Both of Vauxhall's UK factories have closed for a week due to difficult economic times in Europe.
Vauxhall workers have been given a "paid down week" to prevent factory stock mounting up as the Euro crisis continues to disrupt car sales on the continent.
The week-long closure affects both Ellesmere Port – which builds the Vauxhall and Opel Astra – and Vauxhall's van-making plant in Luton.
Earlier this month, a Vauxhall spokesman told Autoblog: "As a major exporter, and following the downturn in mainland Europe, Vauxhall manufacturing operations in Ellesmere Port and in Luton are implementing a down week from September 24.

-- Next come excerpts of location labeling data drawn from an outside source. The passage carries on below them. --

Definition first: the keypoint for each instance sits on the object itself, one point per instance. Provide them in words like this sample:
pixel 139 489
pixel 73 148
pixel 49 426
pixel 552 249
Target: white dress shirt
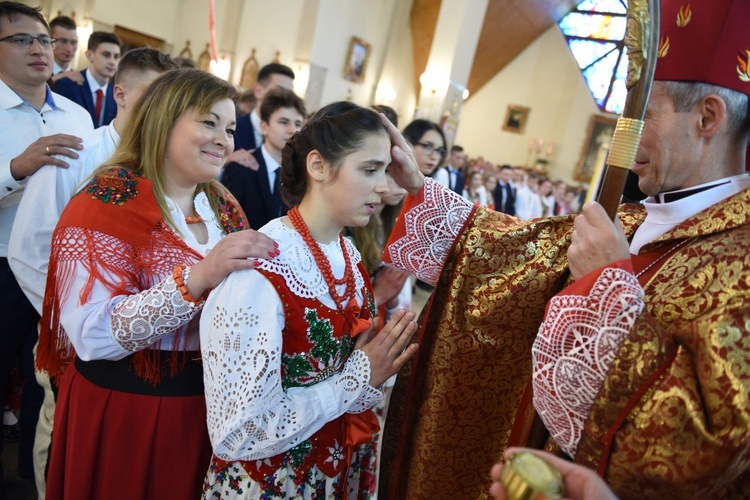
pixel 46 194
pixel 271 166
pixel 94 86
pixel 442 176
pixel 57 69
pixel 662 217
pixel 255 120
pixel 21 125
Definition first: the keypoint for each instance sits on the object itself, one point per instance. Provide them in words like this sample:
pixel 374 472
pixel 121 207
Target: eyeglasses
pixel 430 148
pixel 27 41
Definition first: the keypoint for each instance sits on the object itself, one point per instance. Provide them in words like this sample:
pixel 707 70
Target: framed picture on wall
pixel 356 60
pixel 596 146
pixel 515 119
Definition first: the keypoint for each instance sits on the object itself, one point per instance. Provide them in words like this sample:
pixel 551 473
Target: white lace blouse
pixel 114 327
pixel 250 415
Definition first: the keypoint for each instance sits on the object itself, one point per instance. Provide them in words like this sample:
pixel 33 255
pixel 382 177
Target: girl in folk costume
pixel 129 268
pixel 291 370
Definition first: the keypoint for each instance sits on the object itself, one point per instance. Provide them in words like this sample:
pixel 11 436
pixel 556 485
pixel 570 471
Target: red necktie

"This is to avoid building up stock by balancing inventory with customer orders. Hours lost will be paid as normal and 'banked' for payback in the future according to volume requirements.
"In addition, new robots will be installed during the down week in September at the Luton Van Plant which is gearing up for the next generation Vivaro, due to start production in 2014."
Speaking to Autoblog today, Vauxhall confirmed the closure – but was sketchy as to whether the "paid down" week will last just for seven days.
We were told: "We've no plans to extend it into next week – at the moment we are assessing the situation."
Vauxhall is the only firm to close its factories in the UK. Nissan, Toyota, Honda and Jaguar Land Rover recently told Autoblog they have no plans to follow Vauxhall's lead.
But there's no doubt the European slump in car sales is having an effect on car manufacturers.
On Friday Automotive News reported the slowdown in Europe is now affecting premium brands like Daimler and Porsche - up until now it was just volume makers such as Fiat, PSA Peugeot Citroen, Renault and Ford.